If we don’t teach our children what makes America great, about a form of government which minimizes government power (theoretically), about a free market economic system, and a nation where government is (theoretically) the servant of sovereign citizens, acting only through the consent of the governed, then it should be no surprise they would grow up to see America as a net evil in the world, or at best no better than any other nation or form of government.

Daniel Webster, among the most esteemed political minds and orators in American history, declared we must “[i]mpress upon children the truth that the exercise of the elective franchise is a social duty as solemn a nature as man can be called to perform; that a man may not innocently trifle with his vote; that every elector is a trustee as well for others as himself and that every measure he supports has an important bearing on the interests of others as well as on his own.”
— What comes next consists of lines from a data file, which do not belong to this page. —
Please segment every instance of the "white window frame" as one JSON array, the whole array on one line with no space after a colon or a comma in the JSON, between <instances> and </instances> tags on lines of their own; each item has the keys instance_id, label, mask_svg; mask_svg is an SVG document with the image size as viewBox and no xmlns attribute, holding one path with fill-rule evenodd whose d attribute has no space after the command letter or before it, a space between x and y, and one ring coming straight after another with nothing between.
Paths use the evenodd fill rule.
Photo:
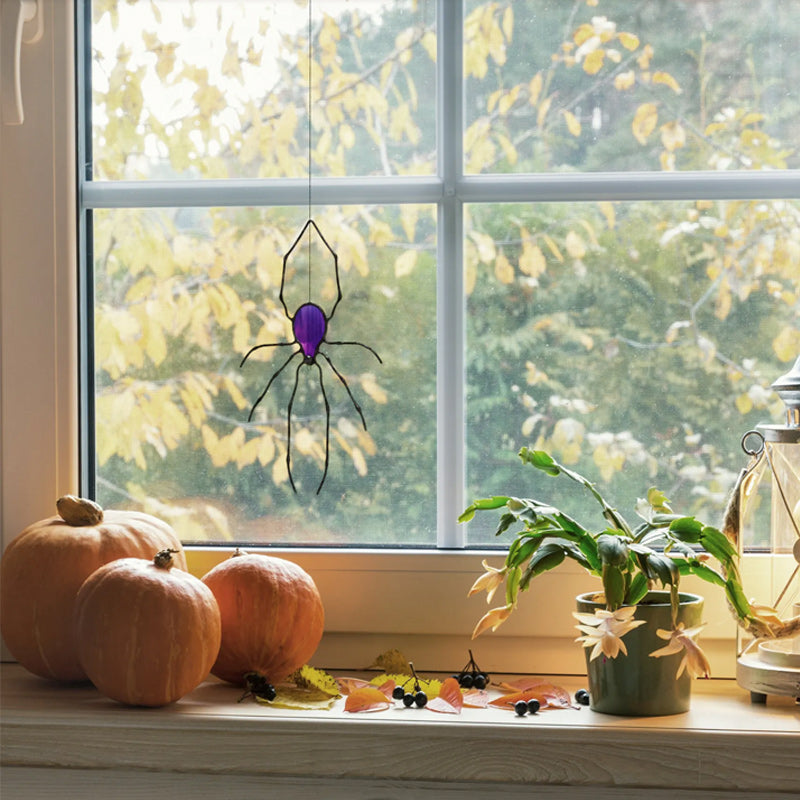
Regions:
<instances>
[{"instance_id":1,"label":"white window frame","mask_svg":"<svg viewBox=\"0 0 800 800\"><path fill-rule=\"evenodd\" d=\"M2 0L0 0L2 1ZM54 513L55 498L79 491L79 349L74 19L72 4L40 3L44 35L23 48L25 123L0 128L0 516L7 544L25 525ZM438 306L438 531L439 550L287 550L320 584L326 635L320 665L364 666L387 647L413 653L425 669L457 669L465 661L468 634L485 606L465 599L487 553L465 551L456 519L464 508L464 301L463 205L472 202L563 202L581 200L697 200L800 197L800 174L599 173L589 175L464 175L454 137L461 119L461 17L458 2L442 2L437 79L441 98L440 147L448 157L432 178L314 183L315 203L436 202L439 208ZM445 18L445 15L447 17ZM452 15L452 16L451 16ZM455 87L458 87L456 90ZM449 87L449 88L447 88ZM244 181L213 185L182 182L86 184L84 207L120 205L245 205L263 201L261 189ZM307 184L270 183L271 201L305 204ZM450 247L448 242L454 242ZM272 548L271 552L284 552ZM195 548L194 571L202 574L225 557ZM494 563L497 553L488 554ZM765 574L768 563L745 565ZM747 573L746 573L747 575ZM734 669L735 625L721 598L703 585L711 619L704 637L714 674ZM748 585L747 576L745 585ZM497 633L473 643L484 669L581 673L583 654L572 643L572 598L591 589L578 568L543 576L519 611ZM719 595L719 592L714 593ZM561 602L563 600L563 602Z\"/></svg>"}]
</instances>

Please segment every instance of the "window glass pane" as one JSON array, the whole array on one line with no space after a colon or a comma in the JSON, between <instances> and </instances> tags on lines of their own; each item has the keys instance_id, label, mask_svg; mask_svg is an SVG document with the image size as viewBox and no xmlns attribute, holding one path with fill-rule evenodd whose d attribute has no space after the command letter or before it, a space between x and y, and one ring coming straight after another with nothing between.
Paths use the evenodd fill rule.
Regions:
<instances>
[{"instance_id":1,"label":"window glass pane","mask_svg":"<svg viewBox=\"0 0 800 800\"><path fill-rule=\"evenodd\" d=\"M720 526L742 435L784 419L769 386L800 352L800 203L480 204L467 226L468 496L602 525L588 493L522 466L528 446L623 513L655 486ZM473 543L493 540L483 516Z\"/></svg>"},{"instance_id":2,"label":"window glass pane","mask_svg":"<svg viewBox=\"0 0 800 800\"><path fill-rule=\"evenodd\" d=\"M317 357L295 356L279 299L282 256L305 211L94 212L97 494L174 524L186 540L435 543L435 209L328 207L342 299ZM411 237L409 241L409 237ZM330 316L330 252L303 239L287 260L289 314ZM409 258L409 254L411 257ZM366 348L341 342L360 342ZM332 366L331 366L332 364ZM333 371L347 382L352 399ZM287 409L294 397L286 468ZM367 430L354 403L360 406Z\"/></svg>"},{"instance_id":3,"label":"window glass pane","mask_svg":"<svg viewBox=\"0 0 800 800\"><path fill-rule=\"evenodd\" d=\"M800 166L798 0L467 0L465 170Z\"/></svg>"},{"instance_id":4,"label":"window glass pane","mask_svg":"<svg viewBox=\"0 0 800 800\"><path fill-rule=\"evenodd\" d=\"M432 2L313 4L312 174L435 171ZM95 179L308 175L308 4L94 3Z\"/></svg>"}]
</instances>

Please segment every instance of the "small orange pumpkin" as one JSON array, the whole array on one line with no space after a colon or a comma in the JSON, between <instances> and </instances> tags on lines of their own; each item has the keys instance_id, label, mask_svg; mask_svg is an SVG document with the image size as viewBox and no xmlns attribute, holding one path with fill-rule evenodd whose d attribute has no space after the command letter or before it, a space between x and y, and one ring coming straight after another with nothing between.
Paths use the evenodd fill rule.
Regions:
<instances>
[{"instance_id":1,"label":"small orange pumpkin","mask_svg":"<svg viewBox=\"0 0 800 800\"><path fill-rule=\"evenodd\" d=\"M0 630L23 667L43 678L86 680L72 629L75 596L98 567L126 556L152 558L180 540L166 523L137 511L103 511L72 495L59 498L59 516L25 528L0 563Z\"/></svg>"},{"instance_id":2,"label":"small orange pumpkin","mask_svg":"<svg viewBox=\"0 0 800 800\"><path fill-rule=\"evenodd\" d=\"M198 578L172 569L171 550L152 560L100 567L75 601L78 656L107 697L165 706L197 687L219 651L219 608Z\"/></svg>"},{"instance_id":3,"label":"small orange pumpkin","mask_svg":"<svg viewBox=\"0 0 800 800\"><path fill-rule=\"evenodd\" d=\"M222 616L222 644L211 672L247 685L248 673L275 684L308 663L325 613L317 586L297 564L237 550L203 576Z\"/></svg>"}]
</instances>

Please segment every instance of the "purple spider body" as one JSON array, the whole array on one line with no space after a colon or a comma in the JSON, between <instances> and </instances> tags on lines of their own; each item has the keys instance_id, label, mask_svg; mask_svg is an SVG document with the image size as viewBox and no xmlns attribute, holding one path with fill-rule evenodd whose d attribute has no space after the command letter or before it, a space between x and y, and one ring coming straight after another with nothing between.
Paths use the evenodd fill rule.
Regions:
<instances>
[{"instance_id":1,"label":"purple spider body","mask_svg":"<svg viewBox=\"0 0 800 800\"><path fill-rule=\"evenodd\" d=\"M292 330L294 338L303 350L305 363L310 364L316 358L327 329L325 312L318 305L306 303L297 309L292 320Z\"/></svg>"},{"instance_id":2,"label":"purple spider body","mask_svg":"<svg viewBox=\"0 0 800 800\"><path fill-rule=\"evenodd\" d=\"M331 256L333 256L333 264L334 270L336 275L336 300L333 303L333 307L330 310L329 314L326 314L320 306L316 303L308 302L304 303L297 309L294 316L289 314L289 309L286 307L286 300L283 296L283 290L286 281L286 263L289 260L292 252L294 251L295 247L297 247L300 240L303 238L306 230L309 227L313 227L314 230L317 232L317 235L322 240L325 247L328 248ZM281 273L281 291L278 295L281 301L281 305L283 306L284 313L286 314L287 319L291 320L292 322L292 333L294 334L294 341L291 342L268 342L266 344L257 344L254 347L251 347L250 350L247 351L244 358L239 364L240 367L244 366L244 362L250 357L250 354L255 352L256 350L260 350L262 347L291 347L295 346L297 349L283 362L283 364L278 368L278 370L273 373L272 377L269 379L265 389L259 395L258 399L255 403L253 403L253 407L250 409L250 415L248 416L248 422L253 419L253 412L256 410L258 404L264 399L267 392L269 391L270 386L272 386L272 382L278 375L283 372L286 367L289 366L289 363L297 358L297 356L302 356L302 360L297 365L297 369L294 373L294 388L292 389L292 395L289 398L289 408L287 409L287 424L286 424L286 468L289 472L289 482L292 484L292 489L297 492L297 487L294 485L294 478L292 477L292 458L291 458L291 449L292 449L292 405L294 404L294 397L297 393L297 384L300 378L300 368L303 366L314 366L317 368L317 372L319 373L319 387L322 392L322 401L325 405L325 466L322 471L322 480L319 482L319 486L317 487L317 494L320 493L322 489L322 484L325 483L325 476L328 474L328 456L330 450L330 427L331 427L331 409L330 405L328 404L328 397L325 394L325 384L322 379L322 367L320 362L317 360L318 356L322 356L322 358L327 362L328 366L331 368L333 374L339 379L342 386L344 386L345 391L347 392L347 396L350 398L355 410L358 412L358 416L361 418L361 424L364 426L364 430L367 429L367 423L364 420L364 414L361 411L361 406L356 402L355 397L353 397L353 393L350 391L350 387L347 385L347 381L339 372L338 369L333 365L333 361L331 361L330 356L324 351L321 350L321 346L323 344L326 345L340 345L340 344L347 344L347 345L356 345L358 347L363 347L365 350L369 350L375 358L378 359L379 363L383 363L381 361L381 357L367 344L363 344L362 342L332 342L325 338L325 334L328 332L328 325L330 321L333 319L333 314L336 311L336 307L339 305L339 301L342 299L342 287L339 283L339 258L336 253L333 251L331 246L325 241L325 237L322 235L322 232L317 227L316 222L313 219L309 219L308 222L303 226L303 230L300 231L300 235L295 239L294 244L289 248L289 251L283 257L283 272Z\"/></svg>"}]
</instances>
Thomas Jefferson stated that “[i]f a nation expects to be ignorant and free, in a state of civilization, it expects what never was and never will be.”

So before we hand out a voter card to every American with a pulse, let’s make sure they know the basics. Should they have the right to vote if they can’t name the three branches of government and their functions, or identify the supreme law of the land, or have a basic understanding of federalism, or the separation of powers doctrine? If they don’t have a clue as to the major problems facing our nation, and what is required to solve them, should their vote be able to offset the vote of someone who spends hours becoming informed? Absolutely not!

Two final questions: Do you consider yourself an informed voter? If so, can you pass a test on basic American civics and history, or a test of current events that impact our nation? If so, congratulations! You are more informed than most Americans!